The Dead Hand of Tradition is a driven start-stop ride, without much of the stop. Where the guitars go silent at a moment, the bass rolls on. “Together Apart” transitions back and forth between a four chord chorus line and a dance rhythm that draws a parallel to the Arctic Monkey’s “I Bet You Look Good On The Dancefloor” days. The album matures into this trend for a few more tracks until it steers into the heavy, bass driven “Weakness.” The title track follows as another non-stop ride up to the break after the second chorus, which breaths in a collection of noise for half a minute, and bursts back into anthemic vocals over the ceaseless rhythm.
A notable synth section on “Every Single Word” sticks together a raw fusion of post-punk and pop. The lyrics speak unmistakably of the hopelessness that drives people towards distorted, power chord genres: “Out on the pavement / People see through you / Just practice what you’ve been taught / It’s never been your fault.”

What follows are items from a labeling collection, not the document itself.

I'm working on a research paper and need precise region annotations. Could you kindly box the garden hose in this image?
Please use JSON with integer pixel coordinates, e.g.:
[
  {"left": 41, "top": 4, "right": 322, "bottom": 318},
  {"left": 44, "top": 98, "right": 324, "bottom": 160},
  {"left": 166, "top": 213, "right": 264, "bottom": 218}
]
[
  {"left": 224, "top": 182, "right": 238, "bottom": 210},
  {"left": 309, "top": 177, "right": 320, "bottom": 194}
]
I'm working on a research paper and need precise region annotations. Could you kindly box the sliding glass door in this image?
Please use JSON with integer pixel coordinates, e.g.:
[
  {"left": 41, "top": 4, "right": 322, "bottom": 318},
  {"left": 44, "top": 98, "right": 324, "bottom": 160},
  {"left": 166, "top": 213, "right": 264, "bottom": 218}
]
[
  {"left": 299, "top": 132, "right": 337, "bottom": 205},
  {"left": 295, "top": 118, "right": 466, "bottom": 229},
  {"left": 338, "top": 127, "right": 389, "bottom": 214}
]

By the end, the music has built on the ideas explored throughout the album and culminates into a signature sound that could only belong to the Red Dons. The concluding track, “Empires” contains thumping bass, sharp guitars, and loud — yet eerily consolatory — vocals. What remains to be seen now is whether the band decides to pursue an album based approach or continue their methodology of abrupt releases.